Now I have a cat, and I’ve noticed her making the “rotting dead pig in the road” face often. So, I’m not convinced that her repertoire of facial expressions demonstrates her sociability — just that she has a larger range of ways to express her disapproval than we have.
I’m sure that when scientists get around to it they’ll discover that pigeons have hundreds of different nuanced ways to poop. But when learning of it, I wouldn’t simply conclude that they care more for us. I would continue to think all they want from me is bread, and if I don’t give them any I’m just a big oaf who could step on them.
Speaking of pigeons, sometime around 1991 I was at 15th NE and NE 50th St, listening with earphones to a performance of Andrew Lloyd Webber’s Requiem. And, there was a pickup truck at the intersection as the Benedictus passage began. Having never heard it before, I was captivated and in my reverie, watched a pigeon step out in front of a tire of the truck just as the light turned green for the truck. The Benedictus was momentarily interrupted by a crunching sound. I was not as traumatized as I thought I would be and I still love Webber’s Benedictus.
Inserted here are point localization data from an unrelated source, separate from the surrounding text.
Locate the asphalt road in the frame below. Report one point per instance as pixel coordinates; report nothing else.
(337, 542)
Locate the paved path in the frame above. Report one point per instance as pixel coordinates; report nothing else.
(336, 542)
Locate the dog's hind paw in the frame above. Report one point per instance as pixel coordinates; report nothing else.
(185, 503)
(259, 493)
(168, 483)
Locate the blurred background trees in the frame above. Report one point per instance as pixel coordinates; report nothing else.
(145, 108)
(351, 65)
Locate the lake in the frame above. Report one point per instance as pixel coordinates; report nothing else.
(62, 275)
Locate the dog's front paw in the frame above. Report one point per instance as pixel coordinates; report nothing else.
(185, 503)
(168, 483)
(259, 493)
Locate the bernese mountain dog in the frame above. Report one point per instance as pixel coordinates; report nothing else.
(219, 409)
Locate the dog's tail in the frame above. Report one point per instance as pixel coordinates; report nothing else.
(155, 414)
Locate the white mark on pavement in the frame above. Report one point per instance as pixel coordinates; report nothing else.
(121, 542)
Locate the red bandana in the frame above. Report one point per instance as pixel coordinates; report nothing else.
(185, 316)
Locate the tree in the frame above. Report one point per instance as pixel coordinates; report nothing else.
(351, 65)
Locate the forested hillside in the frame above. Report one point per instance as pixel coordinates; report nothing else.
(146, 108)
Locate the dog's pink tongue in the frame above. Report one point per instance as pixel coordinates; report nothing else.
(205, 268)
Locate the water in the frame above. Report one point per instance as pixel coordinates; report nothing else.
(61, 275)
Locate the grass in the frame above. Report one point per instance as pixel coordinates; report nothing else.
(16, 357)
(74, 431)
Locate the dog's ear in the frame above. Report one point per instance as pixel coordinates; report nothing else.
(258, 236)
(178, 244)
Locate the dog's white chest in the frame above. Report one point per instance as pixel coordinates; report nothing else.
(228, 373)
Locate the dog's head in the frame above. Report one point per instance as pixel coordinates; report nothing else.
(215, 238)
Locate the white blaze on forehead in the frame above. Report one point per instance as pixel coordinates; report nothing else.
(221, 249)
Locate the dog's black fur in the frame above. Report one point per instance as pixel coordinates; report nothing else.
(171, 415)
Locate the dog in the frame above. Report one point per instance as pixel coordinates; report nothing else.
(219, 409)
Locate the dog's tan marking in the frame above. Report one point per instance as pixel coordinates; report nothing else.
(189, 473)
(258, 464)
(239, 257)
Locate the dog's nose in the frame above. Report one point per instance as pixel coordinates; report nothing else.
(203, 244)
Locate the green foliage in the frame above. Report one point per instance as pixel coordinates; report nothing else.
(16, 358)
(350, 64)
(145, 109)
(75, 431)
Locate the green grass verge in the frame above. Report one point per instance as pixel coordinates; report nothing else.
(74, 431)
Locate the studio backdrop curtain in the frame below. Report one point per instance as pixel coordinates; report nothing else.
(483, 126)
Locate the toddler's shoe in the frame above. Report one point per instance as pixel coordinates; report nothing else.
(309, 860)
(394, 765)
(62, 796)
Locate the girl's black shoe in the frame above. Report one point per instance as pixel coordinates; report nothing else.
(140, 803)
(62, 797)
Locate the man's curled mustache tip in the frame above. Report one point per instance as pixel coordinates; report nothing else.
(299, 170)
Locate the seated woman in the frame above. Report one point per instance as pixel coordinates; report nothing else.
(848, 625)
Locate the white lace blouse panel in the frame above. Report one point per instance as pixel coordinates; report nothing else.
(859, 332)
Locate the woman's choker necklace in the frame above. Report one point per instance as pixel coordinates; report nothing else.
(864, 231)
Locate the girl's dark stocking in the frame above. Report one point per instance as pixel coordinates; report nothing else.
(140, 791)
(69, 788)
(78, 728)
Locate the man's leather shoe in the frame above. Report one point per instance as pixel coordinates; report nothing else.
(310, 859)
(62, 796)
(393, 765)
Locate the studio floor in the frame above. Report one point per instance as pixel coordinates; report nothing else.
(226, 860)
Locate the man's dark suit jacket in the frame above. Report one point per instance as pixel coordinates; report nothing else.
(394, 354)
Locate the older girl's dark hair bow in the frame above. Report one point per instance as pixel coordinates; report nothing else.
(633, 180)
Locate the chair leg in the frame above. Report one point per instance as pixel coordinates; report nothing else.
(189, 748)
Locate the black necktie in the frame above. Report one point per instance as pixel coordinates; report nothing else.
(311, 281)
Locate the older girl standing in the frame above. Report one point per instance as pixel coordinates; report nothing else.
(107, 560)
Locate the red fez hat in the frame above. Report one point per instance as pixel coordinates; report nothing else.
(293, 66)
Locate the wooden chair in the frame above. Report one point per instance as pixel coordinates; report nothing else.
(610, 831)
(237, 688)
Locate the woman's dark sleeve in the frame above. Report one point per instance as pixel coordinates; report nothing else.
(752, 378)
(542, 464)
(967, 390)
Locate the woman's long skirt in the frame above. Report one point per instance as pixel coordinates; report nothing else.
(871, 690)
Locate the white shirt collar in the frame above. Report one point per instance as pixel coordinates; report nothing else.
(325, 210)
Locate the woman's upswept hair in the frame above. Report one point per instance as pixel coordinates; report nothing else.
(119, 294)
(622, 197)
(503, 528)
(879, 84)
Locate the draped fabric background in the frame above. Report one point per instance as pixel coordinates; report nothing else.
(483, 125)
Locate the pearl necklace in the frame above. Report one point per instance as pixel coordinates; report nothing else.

Had the truck tire’s victim been a cat, I’m sure I’d have been so horrified I could never have enjoyed that piece of music again. But I don’t think that has anything to do with how many facial expressions a cat could make compared to what a pigeon could manage. I don’t need cats to be amazingly expressive to win me over.
I can’t leave this topic without mentioning that when I encounter a pigeon in a park, I like to say “Here, kitty, kitty!” Especially if there are children present because it just blows their minds.